LOMBOKita – Pemerintah Provinsi Nusa Tenggara Barat perlu mewaspadai potensi dampak sosial masyarakat akibat kenaikan cukai rokok sebesar 10,04 persen yang akan mulai diberlakukan pada 1 Januari 2018.

Kepala Badan Pusat Statistik (BPS) Nusa Tenggara Barat (NTB) Hj Endang Tri Wahyuningsih, di Mataram, Senin, mengatakan rencana kenaikan cukai rokok tersebut harus menjadi peringatan bagi semua pihak, terutama masyarakat perokok.

“Tapi nanti kami lihat apakah kenaikan cukai yang diikuti dengan kenaikan harga rokok akan berpangaruh terhadap angka kemiskinan atau tidak,” katanya di sela pelatihan peningkatan kapasitas statistik bagi wartawan.

Ia menyebutkan jumlah penduduk miskin di NTB, pada Maret tahun 2017 mencapai 793.780 orang atau sebesar 16,07 persen. Jika dilihat dalam periode setahun (Maret 2016 – Maret 2017), jumlah penduduk miskin berkurang sebanyak 10.670 orang atau 0,41 persen.

Peranan komoditi makanan terhadap garis kemiskinan jauh lebih besar dibandingkan peranan komoditi bukan makanan (perumahan, sandang, pendidikan, dan kesehatan). Kondisi tersebut terjadi baik di perkotaan maupun perdesaan.

Pada Maret tahun 2017, lanjut Endang, sumbangan garis kemiskinan makanan terhadap garis kemiskinan sebesar 72,92 persen untuk perkotaan dan 75,83 persen untuk perdesaan.

Komoditi makanan yang berpengaruh besar terhadap nilai garis kemiskinan untuk perkotaan dan perdesaan adalah beras, rokok kretek filter, cabai rawit, telur ayam ras, mi instan dan bawang merah.

Kalau komoditi bukan makanan yang berpengaruh besar terhadap nilai garis kemiskinan di perkotaan maupun pedesaan adalah perumahan, pendidikan, bensin dan listrik.

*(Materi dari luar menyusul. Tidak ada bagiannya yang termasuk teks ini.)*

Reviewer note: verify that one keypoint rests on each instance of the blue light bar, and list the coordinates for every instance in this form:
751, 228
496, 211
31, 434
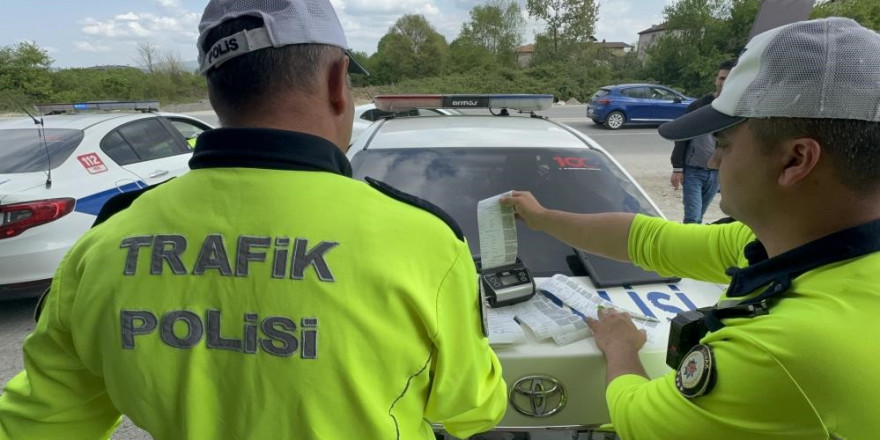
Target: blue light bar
98, 106
520, 102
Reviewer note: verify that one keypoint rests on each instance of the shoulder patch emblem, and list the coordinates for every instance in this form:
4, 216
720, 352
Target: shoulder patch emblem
696, 374
410, 199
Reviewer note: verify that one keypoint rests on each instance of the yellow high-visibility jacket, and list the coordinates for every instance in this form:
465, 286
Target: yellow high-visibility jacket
263, 295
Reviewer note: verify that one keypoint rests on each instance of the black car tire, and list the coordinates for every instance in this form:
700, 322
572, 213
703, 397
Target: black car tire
615, 120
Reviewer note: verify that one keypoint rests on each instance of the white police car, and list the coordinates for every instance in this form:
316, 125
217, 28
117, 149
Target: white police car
56, 176
456, 161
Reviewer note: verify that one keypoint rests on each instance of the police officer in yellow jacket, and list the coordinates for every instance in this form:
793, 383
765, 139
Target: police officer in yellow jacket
788, 352
264, 294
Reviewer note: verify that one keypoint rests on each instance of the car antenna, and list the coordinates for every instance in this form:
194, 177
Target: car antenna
42, 134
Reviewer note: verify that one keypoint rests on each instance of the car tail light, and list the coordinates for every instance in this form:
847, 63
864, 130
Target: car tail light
19, 217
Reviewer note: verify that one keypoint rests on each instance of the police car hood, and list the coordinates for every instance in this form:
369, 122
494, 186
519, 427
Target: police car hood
19, 182
563, 386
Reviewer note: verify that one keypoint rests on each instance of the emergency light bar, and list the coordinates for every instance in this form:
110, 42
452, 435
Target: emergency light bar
143, 106
522, 102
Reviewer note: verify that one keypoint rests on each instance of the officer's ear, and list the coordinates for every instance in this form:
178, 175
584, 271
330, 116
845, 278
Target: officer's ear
338, 85
799, 158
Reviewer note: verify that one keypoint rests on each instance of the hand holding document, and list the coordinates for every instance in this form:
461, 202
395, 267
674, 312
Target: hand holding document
558, 313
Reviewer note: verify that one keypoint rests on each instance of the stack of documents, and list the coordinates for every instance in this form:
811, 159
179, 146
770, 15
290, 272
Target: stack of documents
558, 313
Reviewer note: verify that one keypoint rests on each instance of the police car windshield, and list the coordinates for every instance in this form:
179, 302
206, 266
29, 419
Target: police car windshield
22, 150
456, 179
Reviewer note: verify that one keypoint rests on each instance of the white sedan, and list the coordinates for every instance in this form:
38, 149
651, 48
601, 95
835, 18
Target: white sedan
55, 179
456, 161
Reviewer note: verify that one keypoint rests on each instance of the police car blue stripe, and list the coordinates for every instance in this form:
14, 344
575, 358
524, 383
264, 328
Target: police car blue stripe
92, 204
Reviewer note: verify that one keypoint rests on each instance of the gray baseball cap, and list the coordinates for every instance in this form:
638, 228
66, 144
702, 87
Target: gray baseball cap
285, 22
828, 68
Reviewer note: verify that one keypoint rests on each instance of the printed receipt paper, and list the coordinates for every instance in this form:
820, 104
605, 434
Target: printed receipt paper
497, 229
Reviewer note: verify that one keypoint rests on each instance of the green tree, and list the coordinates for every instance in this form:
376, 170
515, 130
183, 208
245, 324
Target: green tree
24, 72
866, 12
568, 22
496, 27
465, 55
702, 34
412, 48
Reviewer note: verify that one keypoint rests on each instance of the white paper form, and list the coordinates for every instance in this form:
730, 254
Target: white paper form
580, 298
497, 228
547, 320
502, 327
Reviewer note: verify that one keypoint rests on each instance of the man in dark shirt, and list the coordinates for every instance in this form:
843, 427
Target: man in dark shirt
690, 160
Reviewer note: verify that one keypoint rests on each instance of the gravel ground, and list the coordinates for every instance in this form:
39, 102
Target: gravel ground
655, 181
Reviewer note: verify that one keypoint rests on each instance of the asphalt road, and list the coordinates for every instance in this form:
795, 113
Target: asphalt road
639, 149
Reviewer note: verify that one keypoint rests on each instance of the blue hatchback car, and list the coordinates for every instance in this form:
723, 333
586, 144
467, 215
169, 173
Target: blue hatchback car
614, 106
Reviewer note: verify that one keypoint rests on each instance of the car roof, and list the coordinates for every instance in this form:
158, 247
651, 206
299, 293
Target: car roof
621, 86
77, 121
473, 131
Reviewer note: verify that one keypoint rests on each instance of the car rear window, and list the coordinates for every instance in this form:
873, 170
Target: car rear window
577, 180
22, 150
601, 93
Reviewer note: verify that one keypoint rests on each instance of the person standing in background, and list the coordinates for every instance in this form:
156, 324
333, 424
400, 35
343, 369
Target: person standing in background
690, 160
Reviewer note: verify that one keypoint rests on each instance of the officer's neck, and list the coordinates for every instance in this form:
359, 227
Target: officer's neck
299, 116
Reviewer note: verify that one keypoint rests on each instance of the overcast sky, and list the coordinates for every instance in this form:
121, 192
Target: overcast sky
84, 33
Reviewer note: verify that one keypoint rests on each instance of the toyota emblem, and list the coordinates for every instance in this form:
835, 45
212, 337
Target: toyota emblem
537, 396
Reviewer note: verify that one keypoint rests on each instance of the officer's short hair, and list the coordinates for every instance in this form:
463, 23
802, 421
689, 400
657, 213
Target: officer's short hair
852, 146
247, 81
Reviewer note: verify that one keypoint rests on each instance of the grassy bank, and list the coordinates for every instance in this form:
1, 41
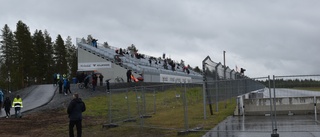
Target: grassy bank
165, 108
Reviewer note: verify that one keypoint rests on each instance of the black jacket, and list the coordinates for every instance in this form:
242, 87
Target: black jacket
7, 104
75, 109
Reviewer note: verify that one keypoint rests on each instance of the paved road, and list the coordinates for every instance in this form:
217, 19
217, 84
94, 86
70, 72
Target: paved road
261, 126
33, 97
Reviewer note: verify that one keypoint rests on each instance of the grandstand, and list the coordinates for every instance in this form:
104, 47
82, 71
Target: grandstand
113, 66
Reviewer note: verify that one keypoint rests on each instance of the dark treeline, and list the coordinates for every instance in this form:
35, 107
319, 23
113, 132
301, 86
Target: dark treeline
27, 58
292, 83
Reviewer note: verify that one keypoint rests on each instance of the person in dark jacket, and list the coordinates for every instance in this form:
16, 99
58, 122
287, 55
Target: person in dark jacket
75, 109
68, 86
60, 82
7, 106
129, 73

“Nanti akan kami lihat seperti apa dampak spiral kenaikan cukai rokok terhadap inflasi komoditas penyumbang kemiskinan di NTB, salah satunya rokok kretek filter yang berada di urutan kedua penyumbang angka kemiskinan,” ujarnya.

Kepala Bidang Neraca Wilayah dan Analisis Statistik BPS NTB Isa Ansyori, mengatakan untuk menurunkan jumlah penduduk miskin di NTB secara permanen tidak bisa hanya dilakukan dengan cara memberikan bantuan langsung tunai. Namun perlu ada semacam gerakan wirausaha agar masyarakat memperoleh pendapatan yang layak.

Pemerintah Provinsi NTB dan 10 pemerintah kabupaten/kota juga harus mampu menciptakan inovasi yang lebih kuat agar penduduk yang berada di garis kemiskinan tidak masuk dalam kategori kemiskinan parah.

“Memang banyak bantuan tunai yang diberikan pemerintah, seperti beras untuk keluarga sejahtera, bantuan program keluarga harapan dan kartu indonesia pintar. Namun itu tidak cukup, harus ada strategi yang lebih kuat,” ujarnya.